Civic Theatre's NEXTWAVE program revives 'Fame: the Musical'
By Roger McBain
EVANSVILLE — She wasn't yet born when the movie "Fame" came out, but "Fame: the Musical" is no period piece, assures Kensington Blaylock, director for Evansville Civic Theatre's NEXTWAVE production of the show.
Like the 1980 movie that spawned a TV series and this show, "Fame: the Musical" follows a group of students pursuing their art and their dreams at New York City's High School of Performing Arts. The show deals with the exhilaration, the disappointments and the coming of age of a group of stage-struck young students as they grapple with their ambitions, their passions, their sexuality and encounters with drugs.
The language has changed a bit, and the clothes have changed more, "but it's still relevant today," says Blaylock. "You see kids going through the same things they've been going through for decades."
Blaylock is a University of Southern Indiana graduate who's preformed in college, community and professional theater, taught theater and directed shows for her own ThinkPink! production company.
When Chris Tyner, Evansville Civic Theatre's managing artistic director, asked her to direct "Fame: the Musical,' she only knew the title song from the show. She'd seen episodes of a TV show inspired by the movie, but she'd never seen the film, "and I stayed away from it, once I knew I was going to direct this," she said.

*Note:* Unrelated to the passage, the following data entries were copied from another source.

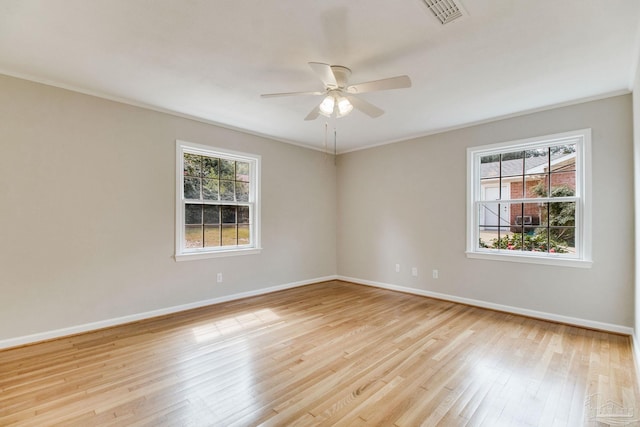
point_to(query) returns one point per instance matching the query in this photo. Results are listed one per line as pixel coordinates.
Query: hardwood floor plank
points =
(328, 354)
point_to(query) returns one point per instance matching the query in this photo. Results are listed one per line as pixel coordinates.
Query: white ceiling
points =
(211, 59)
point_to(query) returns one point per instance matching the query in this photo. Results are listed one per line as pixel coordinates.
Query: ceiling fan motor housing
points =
(341, 74)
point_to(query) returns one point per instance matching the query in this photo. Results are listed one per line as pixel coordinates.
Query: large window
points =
(217, 208)
(529, 200)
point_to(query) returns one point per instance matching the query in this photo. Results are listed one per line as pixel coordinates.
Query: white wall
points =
(405, 203)
(87, 204)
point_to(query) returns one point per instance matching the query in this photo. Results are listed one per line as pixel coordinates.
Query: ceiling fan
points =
(340, 97)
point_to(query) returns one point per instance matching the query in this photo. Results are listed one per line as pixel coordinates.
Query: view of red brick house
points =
(522, 178)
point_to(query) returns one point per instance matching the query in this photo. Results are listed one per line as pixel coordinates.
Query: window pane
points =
(229, 214)
(192, 214)
(192, 164)
(515, 190)
(192, 188)
(211, 236)
(513, 163)
(227, 169)
(211, 214)
(536, 240)
(242, 191)
(563, 184)
(229, 235)
(210, 189)
(243, 215)
(210, 167)
(563, 239)
(243, 235)
(536, 185)
(562, 214)
(536, 161)
(490, 166)
(193, 236)
(242, 171)
(227, 192)
(562, 151)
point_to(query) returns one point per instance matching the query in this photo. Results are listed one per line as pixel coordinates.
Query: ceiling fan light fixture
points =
(344, 107)
(326, 107)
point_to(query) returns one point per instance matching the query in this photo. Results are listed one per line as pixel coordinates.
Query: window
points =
(528, 200)
(217, 210)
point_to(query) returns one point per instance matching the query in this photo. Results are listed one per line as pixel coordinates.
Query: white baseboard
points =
(73, 330)
(635, 344)
(585, 323)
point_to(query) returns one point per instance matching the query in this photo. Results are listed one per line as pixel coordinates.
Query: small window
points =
(217, 210)
(529, 200)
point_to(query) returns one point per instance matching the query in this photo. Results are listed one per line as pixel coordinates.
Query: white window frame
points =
(582, 258)
(182, 253)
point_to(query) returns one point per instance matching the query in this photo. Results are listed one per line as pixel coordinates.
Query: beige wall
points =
(87, 191)
(405, 203)
(636, 162)
(87, 200)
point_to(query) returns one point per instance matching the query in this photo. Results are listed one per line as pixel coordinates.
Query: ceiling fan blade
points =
(365, 106)
(275, 95)
(398, 82)
(325, 73)
(313, 114)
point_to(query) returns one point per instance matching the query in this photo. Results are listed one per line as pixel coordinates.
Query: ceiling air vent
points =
(445, 10)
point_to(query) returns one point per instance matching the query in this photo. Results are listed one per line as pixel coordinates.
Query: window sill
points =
(192, 256)
(531, 259)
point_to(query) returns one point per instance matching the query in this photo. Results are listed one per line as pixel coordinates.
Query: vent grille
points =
(445, 10)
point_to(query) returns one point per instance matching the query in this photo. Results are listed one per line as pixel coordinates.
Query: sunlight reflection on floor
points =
(233, 324)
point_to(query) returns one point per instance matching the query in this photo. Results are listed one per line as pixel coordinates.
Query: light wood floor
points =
(326, 354)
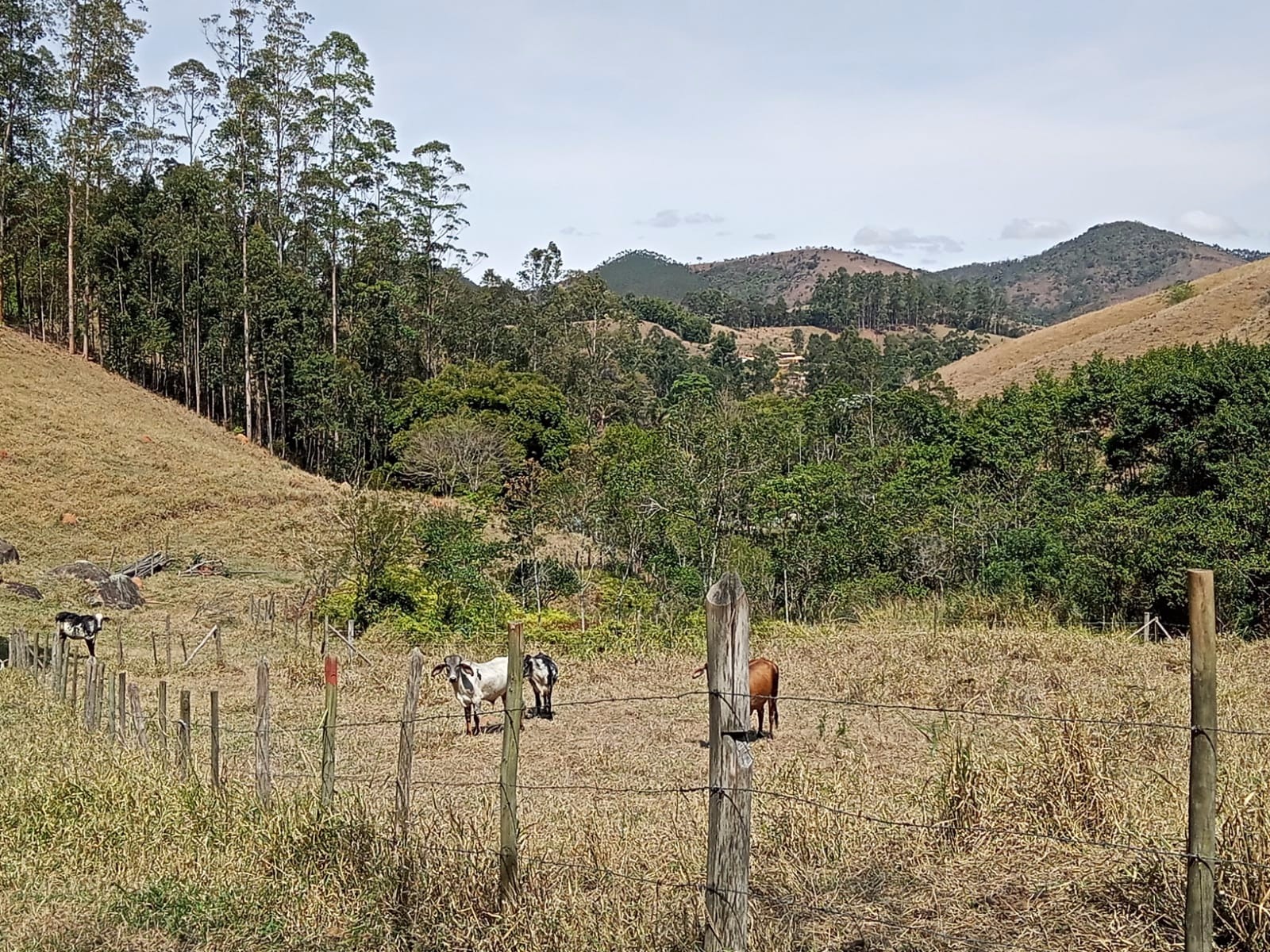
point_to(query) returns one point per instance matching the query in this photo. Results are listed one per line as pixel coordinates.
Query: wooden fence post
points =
(406, 746)
(163, 720)
(264, 781)
(730, 766)
(139, 717)
(183, 729)
(1202, 827)
(122, 695)
(216, 740)
(328, 733)
(514, 716)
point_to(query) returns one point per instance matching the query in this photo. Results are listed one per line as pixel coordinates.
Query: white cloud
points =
(1208, 225)
(671, 219)
(891, 240)
(1030, 228)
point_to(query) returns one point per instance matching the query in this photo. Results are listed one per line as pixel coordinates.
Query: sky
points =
(931, 133)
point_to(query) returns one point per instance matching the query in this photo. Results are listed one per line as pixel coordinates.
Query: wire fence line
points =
(730, 700)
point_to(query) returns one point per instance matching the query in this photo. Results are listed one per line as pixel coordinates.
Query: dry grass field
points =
(880, 820)
(1231, 304)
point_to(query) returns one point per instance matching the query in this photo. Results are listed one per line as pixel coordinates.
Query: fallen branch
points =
(206, 639)
(146, 566)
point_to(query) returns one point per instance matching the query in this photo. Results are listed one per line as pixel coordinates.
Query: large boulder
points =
(118, 592)
(82, 569)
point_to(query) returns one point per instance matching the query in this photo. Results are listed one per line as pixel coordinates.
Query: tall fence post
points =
(139, 717)
(730, 766)
(328, 733)
(514, 715)
(183, 734)
(163, 720)
(216, 740)
(406, 746)
(1202, 822)
(264, 780)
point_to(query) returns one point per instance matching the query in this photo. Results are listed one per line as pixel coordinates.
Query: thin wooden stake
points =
(139, 717)
(328, 733)
(216, 740)
(406, 746)
(264, 781)
(183, 729)
(730, 766)
(514, 712)
(163, 720)
(1202, 827)
(124, 708)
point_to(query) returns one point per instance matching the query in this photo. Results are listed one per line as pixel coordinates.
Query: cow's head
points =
(452, 668)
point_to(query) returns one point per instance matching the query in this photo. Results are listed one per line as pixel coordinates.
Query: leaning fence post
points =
(406, 746)
(328, 733)
(1202, 820)
(264, 782)
(183, 734)
(216, 740)
(512, 716)
(139, 717)
(730, 766)
(163, 720)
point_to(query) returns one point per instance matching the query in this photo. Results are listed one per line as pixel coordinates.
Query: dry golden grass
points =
(102, 850)
(1231, 304)
(135, 470)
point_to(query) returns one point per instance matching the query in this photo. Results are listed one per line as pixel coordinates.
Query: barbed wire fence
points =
(111, 708)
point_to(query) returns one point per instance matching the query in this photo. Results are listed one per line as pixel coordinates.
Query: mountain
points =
(1109, 263)
(649, 274)
(1232, 304)
(768, 277)
(789, 274)
(135, 470)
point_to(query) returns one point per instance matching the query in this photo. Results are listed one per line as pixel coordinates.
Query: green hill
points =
(1106, 264)
(649, 274)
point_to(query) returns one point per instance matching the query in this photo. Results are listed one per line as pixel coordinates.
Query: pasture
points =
(891, 822)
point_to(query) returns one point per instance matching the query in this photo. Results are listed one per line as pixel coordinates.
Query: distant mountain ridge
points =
(1105, 266)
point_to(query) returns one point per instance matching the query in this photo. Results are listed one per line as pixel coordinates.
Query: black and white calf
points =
(541, 673)
(80, 628)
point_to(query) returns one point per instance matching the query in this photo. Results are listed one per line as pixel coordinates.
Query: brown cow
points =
(765, 687)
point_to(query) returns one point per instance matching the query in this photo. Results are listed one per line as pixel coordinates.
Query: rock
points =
(82, 569)
(118, 592)
(25, 590)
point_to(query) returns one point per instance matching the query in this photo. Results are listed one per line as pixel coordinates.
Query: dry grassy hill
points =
(789, 274)
(1232, 304)
(131, 471)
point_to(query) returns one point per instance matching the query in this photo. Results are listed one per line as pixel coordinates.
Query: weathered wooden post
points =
(730, 766)
(1202, 827)
(139, 717)
(163, 720)
(216, 740)
(183, 734)
(328, 733)
(264, 780)
(406, 746)
(514, 715)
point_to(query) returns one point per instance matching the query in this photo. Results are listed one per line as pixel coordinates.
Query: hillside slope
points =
(135, 470)
(1106, 264)
(789, 274)
(1233, 304)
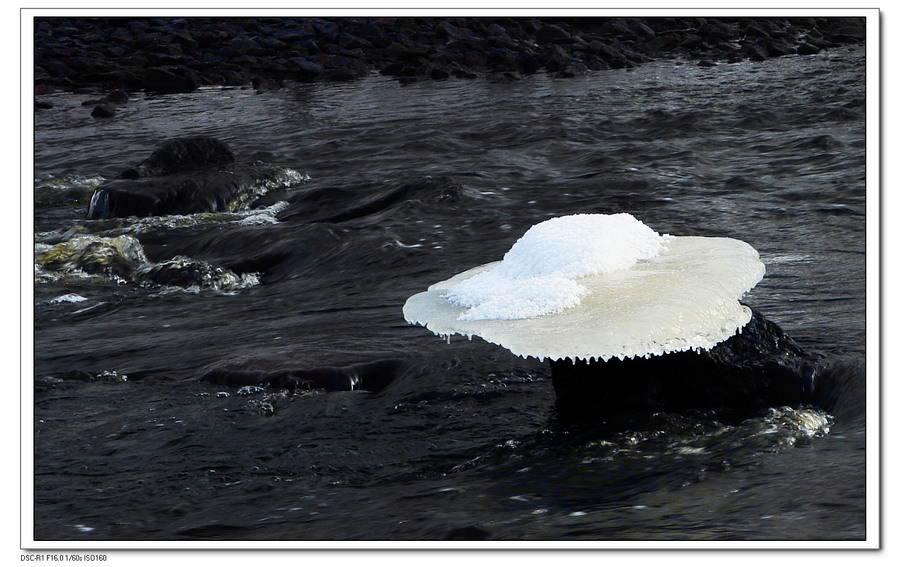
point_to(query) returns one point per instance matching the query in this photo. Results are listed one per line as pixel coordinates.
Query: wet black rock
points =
(369, 376)
(758, 368)
(807, 49)
(205, 191)
(103, 111)
(186, 176)
(173, 55)
(166, 80)
(182, 154)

She was happy to take on the directing assignment, however. From shows she's performed in and directed and from students she's coached "I knew so many talented young people," she said. "It seemed like a great opportunity to work with some kids I already knew."
She wound up with a cast of 25, which includes Blaylock in the role of Miss Scheinkopf, a teacher; and her fiancé, Brandon Eck, as Mr. Myers, another teacher.
Blaylock only stepped into the teacher's role when another cast member dropped out, she said. The cast features local high school and college students and other young adults, with ages ranging from 14 to 28.
Some of the show's language is strong, and its story deals with sexuality and sexual identity issues. "There's some adult subject matter, but it's only as adult as any kid in high school might know about," Blaylock said.
It's also loaded with entertainment, with a score of songs and dance numbers choreographed by Ashley Frary to music by a five-piece band led by music director Patrick Ritsch.
This show recalls the movie, but offers a fresh score and sound. "The message is still the same, however," she said, "and so is the youthful exuberance."